A judicialização na saúde ocorre quando uma pessoa busca na Justiça o acesso a um recurso que não está prontamente disponível por outros meios. Há casos em que o recurso é justificado, mas também há evidentes exemplos de abusos. Entre os mais escandalosos reportados pela imprensa, há aqueles em que pacientes obtiveram direitos como ser internado em spa, o fornecimento de protetor solar e o fornecimento de fraldas de marca.
Em um mundo ideal, todos teriam acesso a tudo isso. No mundo real, especialmente na esfera pública, os recursos são limitados e cabe aos gestores fazer as escolhas mais adequadas. Não é só uma questão de falta de recursos. Em 2013, os Estados Unidos investiram mais de seis vezes per capita em saúde do que o Brasil e, nem assim, conseguiram atender a todas as demandas da população. É fundamental eleger prioridades.

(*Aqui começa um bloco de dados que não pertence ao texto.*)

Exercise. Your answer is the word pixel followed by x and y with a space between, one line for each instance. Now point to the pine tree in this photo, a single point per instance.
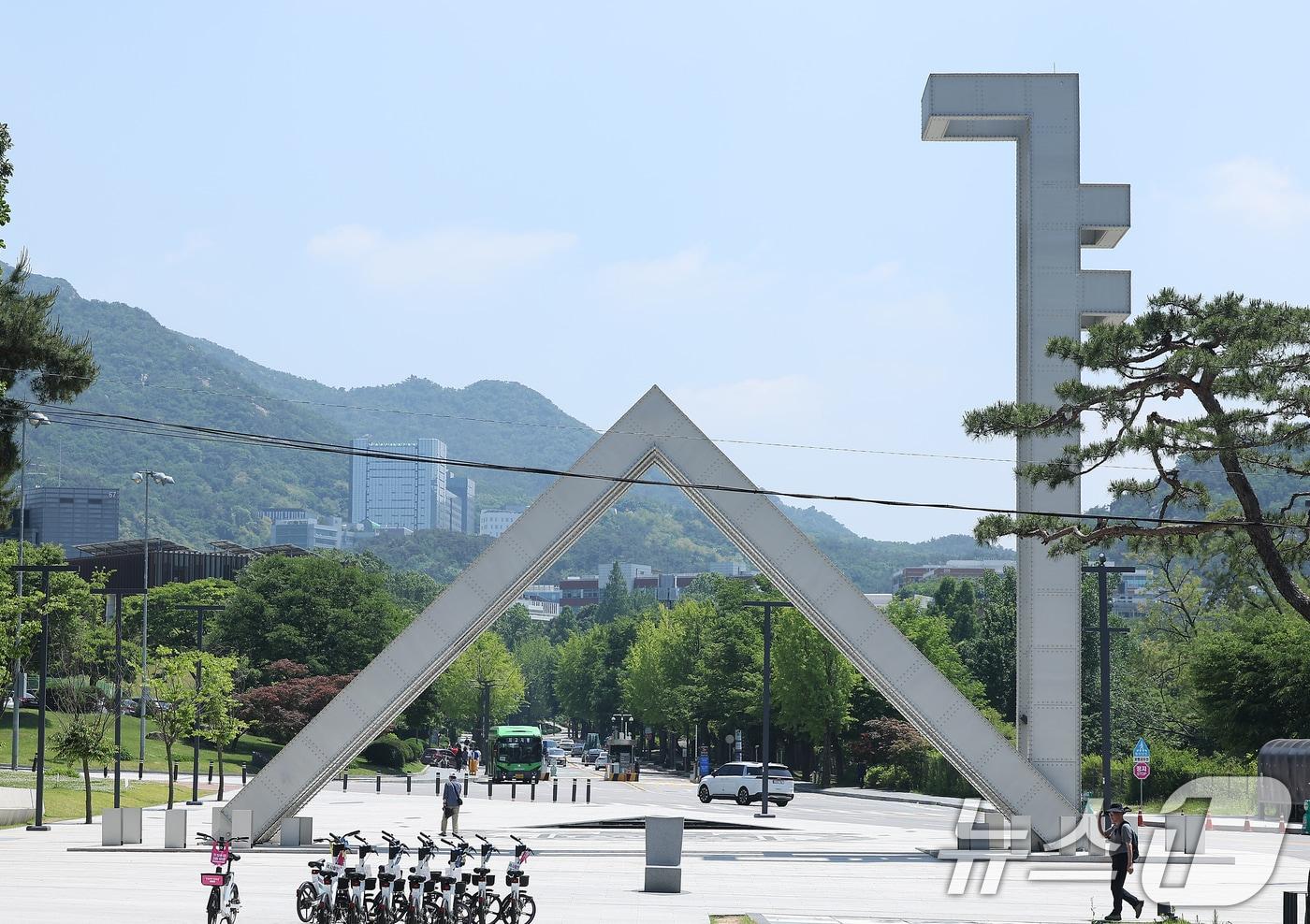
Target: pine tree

Quando o Judiciário intervém nessas decisões, entretanto, ordenando o fornecimento de um produto ou serviço de saúde — independentemente, muitas vezes, de comprovação de eficácia ou de custo/efetividade — ele assume o papel do gestor. E ao fazê-lo, desequilibra o sistema e retira recursos de programas que foram estudados e considerados mais importantes.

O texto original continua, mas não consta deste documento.